All that comes at the end of being on a strictly liquid diet all day that results in thinking about nothing but something to chew for an entire 24 hours. This is followed by test day which really isn’t all that bad and involves some of the best anesthesia ever invented. That, and Nurse Melody, who turns out to read my column regularly, made the experience tolerable, if for no other reason than I don’t have to do it again for another 10 years. That’s where my new attitude comes in.
The thing about being in your 60s is that you start to realize there is a finite number of times you will be doing some things – like a colonoscopy. I’m thinking I really only have a couple more of them to go through. I mean I don’t think anyone will care about my colon once I’m in my 80s.
And then there is buying stuff. We had to replace our dishwasher last week. I think I’ve mentioned that Kevin is kind of a stickler when it comes to buying things and that the process is usually worse and takes about the same amount of time that Congress does trying to pass a budget. This time was a little easier since the store actually had the model that Consumer Report recommended – that usually never happens.
It is a great dishwasher but I think a little more than we needed. You can sterilize surgical instruments in it. I thinks the turbo jets at the back can take the paint off a car let alone lasagna schmutz off a pan and so what if we have to get new silverware to fit through the basket lid. He’s always hated that silverware.
But all that aside, the young salesman hit it on the head. This machine is so efficient, so state of the art, so maintenance free, it might just be the LAST dishwasher we ever buy—provided we get the 20 year maintenance agreement. That was a pitch no aging baby boomer could resist. The last dishwasher…
Which put me in mind of another thing I hate to do – buying cars. Of course when you consider that Kevin and I have only purchased seven cars between us over more than 42 years, it isn’t something we do very often. Among the things he likes to rave about is the planned obsolescence and that any car worth its salt should last at least until 200,000. It has only been in the last few years that he has given up the argument he always made about buying foreign – repair guys don’t like metric tools – and actually started buying a car that is supposed to last all those miles.
His thinking was always rational on the subject. “You can buy a lot of oil for what it would cost to replace a car Meg.” And air conditioning is a luxury option that irritates his allergies and probably leads to more colds. Never mind that you can’t open the passenger side windows on either car and it is way too expensive to get them fixed. Another conspiracy by car companies – bring back crank windows.

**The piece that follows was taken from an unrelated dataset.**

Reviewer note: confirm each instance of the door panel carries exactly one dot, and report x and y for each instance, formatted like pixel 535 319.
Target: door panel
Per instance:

His mother very generously gave us her Buick LeSabre recently (that kind of brown one you see everywhere with no one under the age of 60 at the wheel) – a 2003 with less than 50,000 miles. I’m thinking it won’t only be our last car, he’ll probably bury me in it if O’Connell’s let him.
We’re done with weddings as of this year. Both kids are happily married and on their way. We won’t be doing that again – statistics be damned. Add to that, that we will never paint the deck again, that we will go before the John Deere mower does and the Google cloud is likely to institute an age limit for users. I’m thinking there might be a silver a lining to this getting older thing.